Paradigm Files Comment Letter on ESMA’s Financial Instruments Consultation

April 29, 2024 | Brendan Malone

Paradigm has filed a comment letter in response to a consultation by the European Securities and Markets Authority (ESMA) on the conditions and criteria for the qualification of crypto-assets as financial instruments. This guidance is intended to delineate whether a crypto-asset falls under the EU’s new crypto framework (Markets in Crypto Assets, known as MiCA) or under the EU’s regulatory framework for tradfi (Markets in Financial Instruments Directive, known as MiFID II). A copy of our comment letter can be found here.

Paradigm appreciates the EU for its approach to soliciting feedback early in the rulemaking process. Although we may not agree with the details of every proposal, we support the technical and thoughtful manner with which the EU is engaging industry and the broader public. This is much different from the dynamic we currently experience in the US where politicization too often derails forward progress.
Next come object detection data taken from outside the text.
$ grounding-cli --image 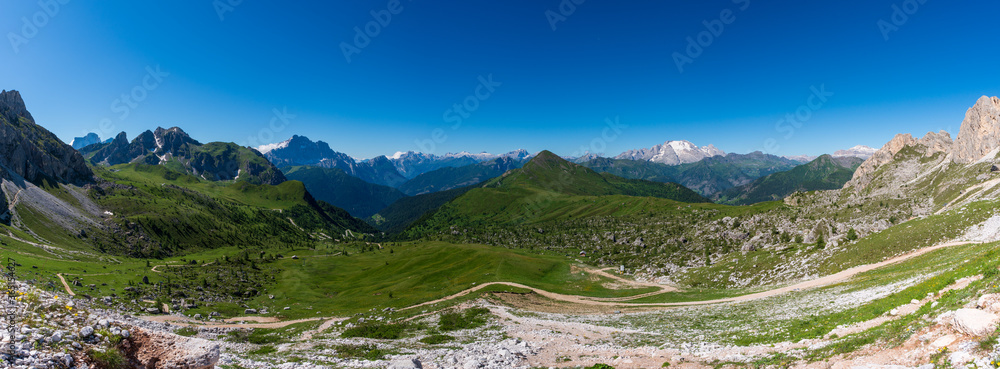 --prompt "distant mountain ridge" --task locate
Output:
[615,140,726,165]
[69,132,101,150]
[580,151,799,196]
[715,154,862,205]
[281,166,406,218]
[399,156,524,196]
[257,135,531,187]
[82,127,286,185]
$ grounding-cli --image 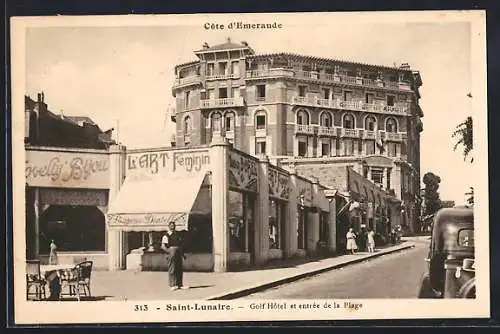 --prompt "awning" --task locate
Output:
[106,173,206,232]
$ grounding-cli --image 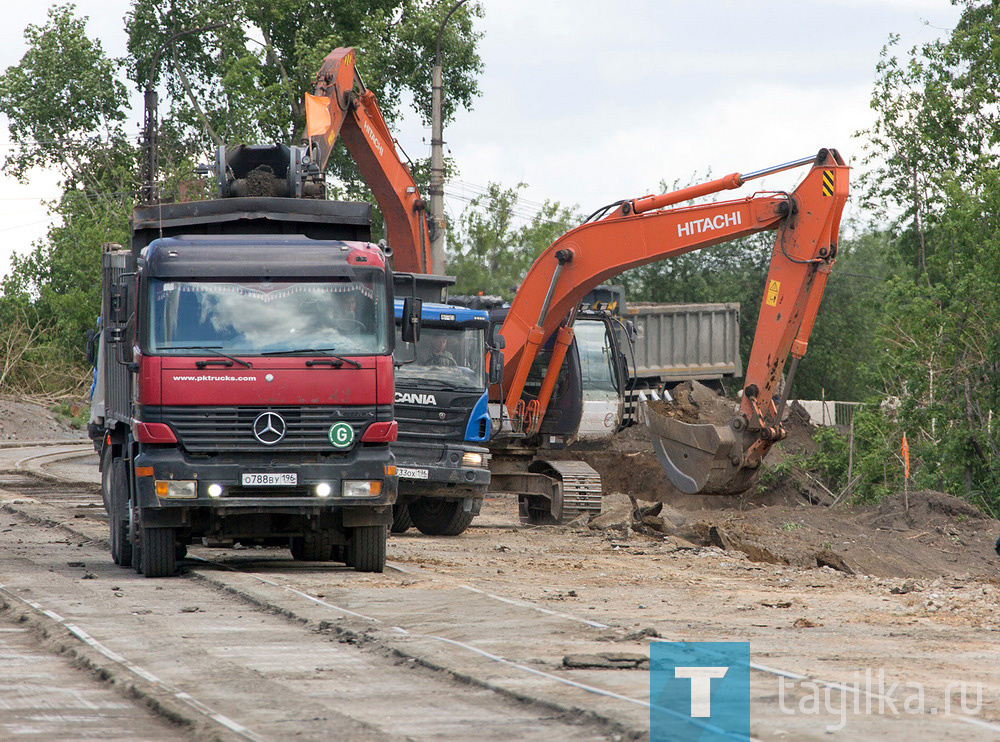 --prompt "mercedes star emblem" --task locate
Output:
[253,412,285,446]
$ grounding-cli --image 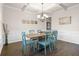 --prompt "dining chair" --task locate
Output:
[29,30,35,34]
[51,30,58,50]
[22,32,35,55]
[38,32,51,55]
[29,30,38,49]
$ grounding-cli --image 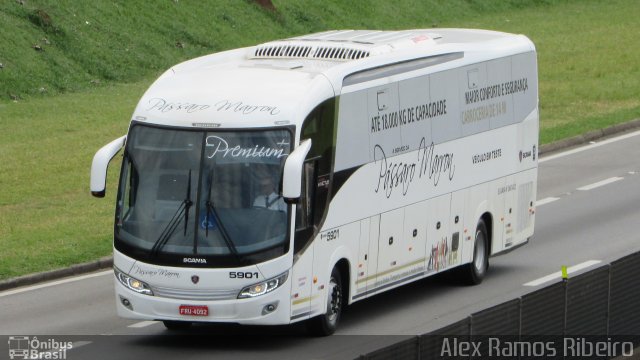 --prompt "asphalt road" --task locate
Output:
[0,131,640,359]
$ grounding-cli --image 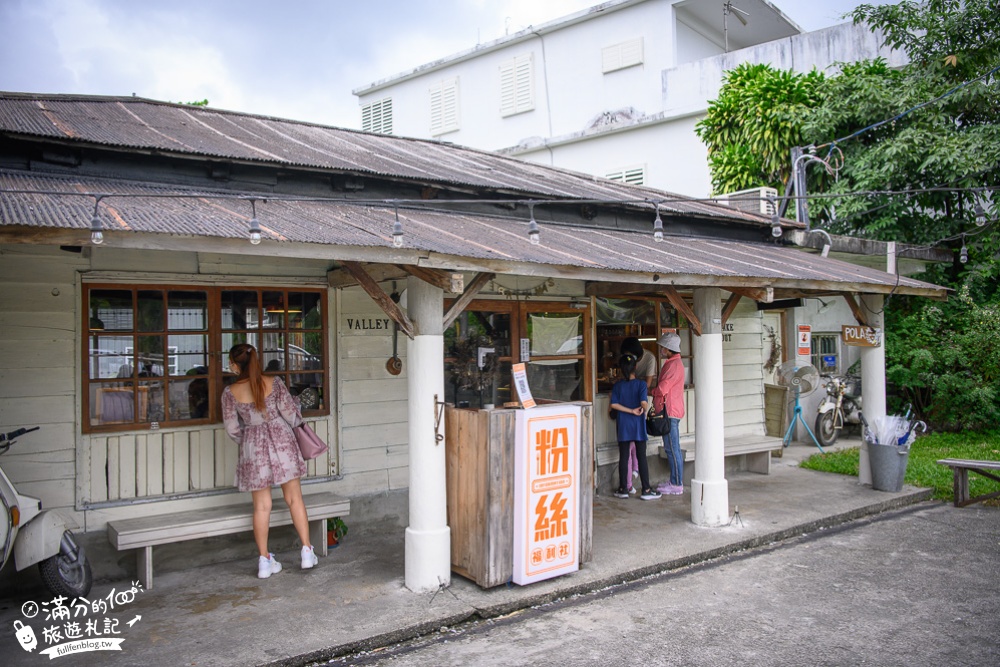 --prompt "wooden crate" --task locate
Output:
[445,403,594,588]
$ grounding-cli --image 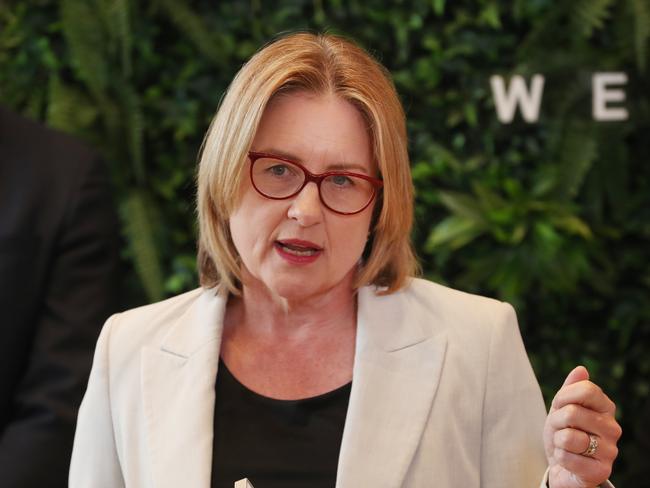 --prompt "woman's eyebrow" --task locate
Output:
[257,148,368,174]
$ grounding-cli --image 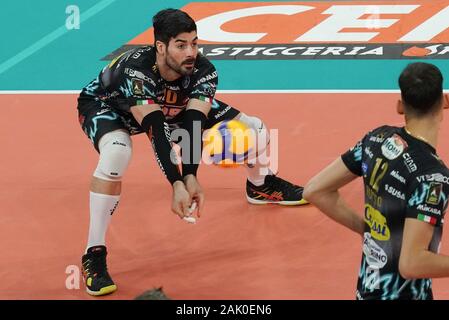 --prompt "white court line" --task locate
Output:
[0,90,400,95]
[0,89,449,95]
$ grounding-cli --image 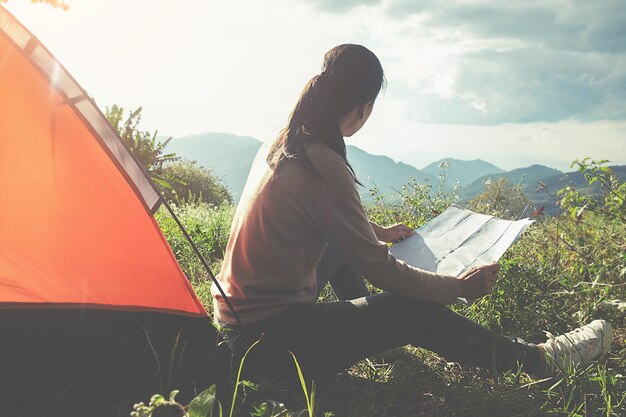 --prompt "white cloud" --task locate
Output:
[8,0,626,169]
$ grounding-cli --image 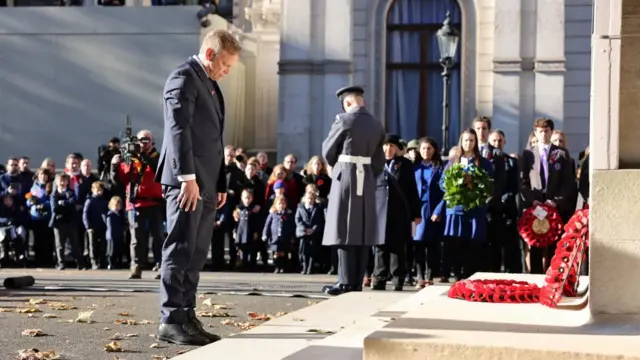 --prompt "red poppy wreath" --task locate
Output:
[448,209,589,308]
[518,205,562,247]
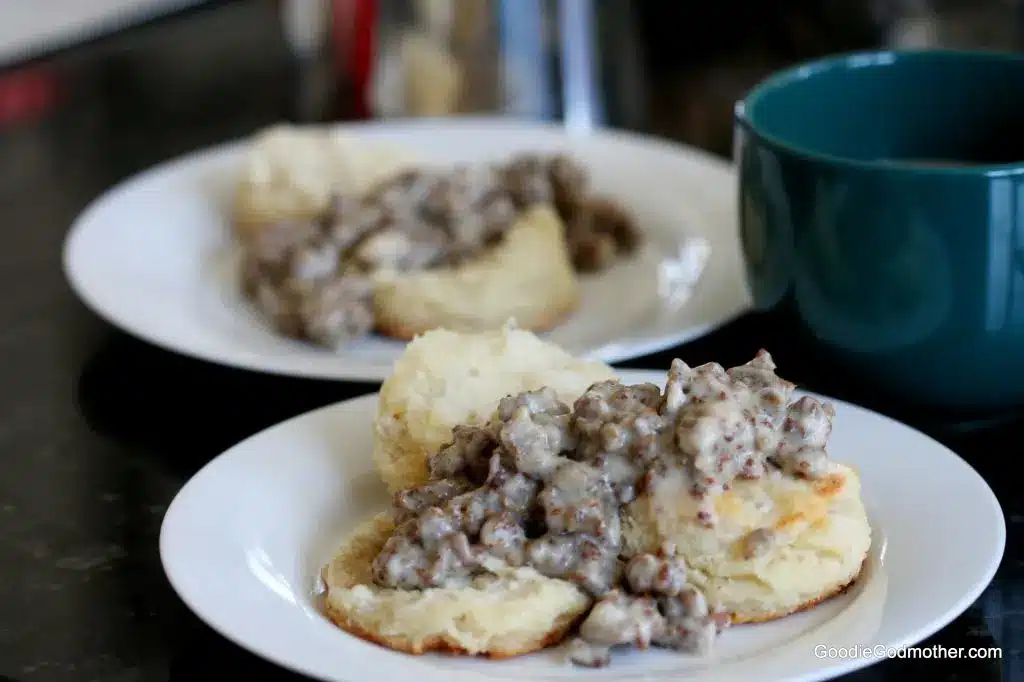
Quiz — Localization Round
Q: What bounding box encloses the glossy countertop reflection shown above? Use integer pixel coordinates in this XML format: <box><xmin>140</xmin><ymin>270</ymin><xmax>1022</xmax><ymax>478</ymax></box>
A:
<box><xmin>0</xmin><ymin>0</ymin><xmax>1024</xmax><ymax>682</ymax></box>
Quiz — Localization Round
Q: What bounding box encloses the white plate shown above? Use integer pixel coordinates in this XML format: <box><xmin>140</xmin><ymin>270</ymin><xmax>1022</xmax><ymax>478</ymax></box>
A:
<box><xmin>160</xmin><ymin>372</ymin><xmax>1006</xmax><ymax>682</ymax></box>
<box><xmin>63</xmin><ymin>119</ymin><xmax>749</xmax><ymax>381</ymax></box>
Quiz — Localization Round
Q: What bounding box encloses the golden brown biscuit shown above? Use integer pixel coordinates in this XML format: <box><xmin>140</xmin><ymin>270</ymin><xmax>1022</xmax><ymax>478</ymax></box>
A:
<box><xmin>323</xmin><ymin>514</ymin><xmax>591</xmax><ymax>658</ymax></box>
<box><xmin>623</xmin><ymin>463</ymin><xmax>871</xmax><ymax>623</ymax></box>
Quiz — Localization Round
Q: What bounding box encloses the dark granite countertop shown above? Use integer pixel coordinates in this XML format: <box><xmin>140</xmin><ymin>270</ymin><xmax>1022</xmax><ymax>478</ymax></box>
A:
<box><xmin>0</xmin><ymin>1</ymin><xmax>1024</xmax><ymax>682</ymax></box>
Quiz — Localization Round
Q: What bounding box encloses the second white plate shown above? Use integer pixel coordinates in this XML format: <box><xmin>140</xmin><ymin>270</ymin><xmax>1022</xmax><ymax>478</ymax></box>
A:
<box><xmin>63</xmin><ymin>119</ymin><xmax>749</xmax><ymax>381</ymax></box>
<box><xmin>160</xmin><ymin>372</ymin><xmax>1006</xmax><ymax>682</ymax></box>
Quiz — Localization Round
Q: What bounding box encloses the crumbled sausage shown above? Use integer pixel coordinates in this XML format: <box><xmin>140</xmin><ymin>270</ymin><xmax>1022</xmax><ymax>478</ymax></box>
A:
<box><xmin>241</xmin><ymin>155</ymin><xmax>637</xmax><ymax>347</ymax></box>
<box><xmin>626</xmin><ymin>554</ymin><xmax>686</xmax><ymax>597</ymax></box>
<box><xmin>374</xmin><ymin>350</ymin><xmax>835</xmax><ymax>666</ymax></box>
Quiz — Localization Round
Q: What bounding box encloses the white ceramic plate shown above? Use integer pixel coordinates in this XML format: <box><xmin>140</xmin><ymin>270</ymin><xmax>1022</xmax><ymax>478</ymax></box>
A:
<box><xmin>160</xmin><ymin>372</ymin><xmax>1006</xmax><ymax>682</ymax></box>
<box><xmin>65</xmin><ymin>119</ymin><xmax>749</xmax><ymax>381</ymax></box>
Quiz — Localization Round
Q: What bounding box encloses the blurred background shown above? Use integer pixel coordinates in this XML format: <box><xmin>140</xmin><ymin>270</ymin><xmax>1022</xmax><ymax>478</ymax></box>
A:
<box><xmin>0</xmin><ymin>0</ymin><xmax>1022</xmax><ymax>196</ymax></box>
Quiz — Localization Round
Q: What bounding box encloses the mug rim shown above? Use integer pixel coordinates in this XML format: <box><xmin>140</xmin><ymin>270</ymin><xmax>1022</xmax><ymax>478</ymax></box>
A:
<box><xmin>733</xmin><ymin>48</ymin><xmax>1024</xmax><ymax>177</ymax></box>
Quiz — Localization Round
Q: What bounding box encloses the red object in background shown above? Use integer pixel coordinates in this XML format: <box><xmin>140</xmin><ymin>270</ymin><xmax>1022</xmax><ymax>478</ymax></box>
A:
<box><xmin>0</xmin><ymin>67</ymin><xmax>57</xmax><ymax>126</ymax></box>
<box><xmin>331</xmin><ymin>0</ymin><xmax>377</xmax><ymax>118</ymax></box>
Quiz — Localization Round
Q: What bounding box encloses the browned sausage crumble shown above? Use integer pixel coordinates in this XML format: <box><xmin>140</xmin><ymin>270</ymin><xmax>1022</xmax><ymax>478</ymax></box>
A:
<box><xmin>373</xmin><ymin>350</ymin><xmax>834</xmax><ymax>666</ymax></box>
<box><xmin>242</xmin><ymin>155</ymin><xmax>640</xmax><ymax>347</ymax></box>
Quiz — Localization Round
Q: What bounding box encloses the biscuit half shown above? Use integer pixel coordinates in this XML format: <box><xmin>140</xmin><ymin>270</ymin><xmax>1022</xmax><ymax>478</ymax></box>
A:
<box><xmin>373</xmin><ymin>325</ymin><xmax>614</xmax><ymax>493</ymax></box>
<box><xmin>374</xmin><ymin>201</ymin><xmax>580</xmax><ymax>340</ymax></box>
<box><xmin>323</xmin><ymin>514</ymin><xmax>591</xmax><ymax>658</ymax></box>
<box><xmin>623</xmin><ymin>463</ymin><xmax>871</xmax><ymax>623</ymax></box>
<box><xmin>231</xmin><ymin>124</ymin><xmax>416</xmax><ymax>240</ymax></box>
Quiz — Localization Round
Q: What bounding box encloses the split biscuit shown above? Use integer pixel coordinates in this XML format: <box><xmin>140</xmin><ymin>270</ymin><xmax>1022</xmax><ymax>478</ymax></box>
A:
<box><xmin>374</xmin><ymin>205</ymin><xmax>580</xmax><ymax>340</ymax></box>
<box><xmin>323</xmin><ymin>514</ymin><xmax>591</xmax><ymax>658</ymax></box>
<box><xmin>373</xmin><ymin>325</ymin><xmax>614</xmax><ymax>493</ymax></box>
<box><xmin>231</xmin><ymin>124</ymin><xmax>418</xmax><ymax>240</ymax></box>
<box><xmin>623</xmin><ymin>462</ymin><xmax>871</xmax><ymax>623</ymax></box>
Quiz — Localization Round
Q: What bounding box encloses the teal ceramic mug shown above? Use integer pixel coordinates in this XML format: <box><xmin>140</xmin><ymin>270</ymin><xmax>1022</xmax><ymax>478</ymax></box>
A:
<box><xmin>735</xmin><ymin>51</ymin><xmax>1024</xmax><ymax>411</ymax></box>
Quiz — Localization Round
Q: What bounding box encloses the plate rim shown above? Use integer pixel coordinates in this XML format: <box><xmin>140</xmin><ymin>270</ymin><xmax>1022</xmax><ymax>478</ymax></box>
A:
<box><xmin>159</xmin><ymin>370</ymin><xmax>1007</xmax><ymax>682</ymax></box>
<box><xmin>60</xmin><ymin>117</ymin><xmax>753</xmax><ymax>383</ymax></box>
The EU now has substantial gravitational pull in financial policy standards setting. As a first-mover in crypto regulation, the EU’s approach to regulating the space will have spillover effects beyond the jurisdictional confines of the EU member states. One of the most critical issues to get right is establishing clear guidelines for determining where/when builders are subject to a regulatory framework tailored to the unique characteristics of the crypto industry—else they be swept into a regulatory perimeter that includes institutions with much different risk profiles and cost structures, like global systemically important banks (G-SIBs).

In our comment letter, we make two main points:

  1. The proposed guidelines are likely to result in an overclassification of crypto-assets as financial instruments, which goes against the original intent of MiCA.
  2. NFTs are out of scope of MiCA by design, but the proposed guidance from ESMA could bring most NFTs under MiCA’s regulatory purview by moving the goalposts on the definition of fungibility.

As always, we welcome the chance to provide this level of technical feedback to any policymakers around the world, including those in the US.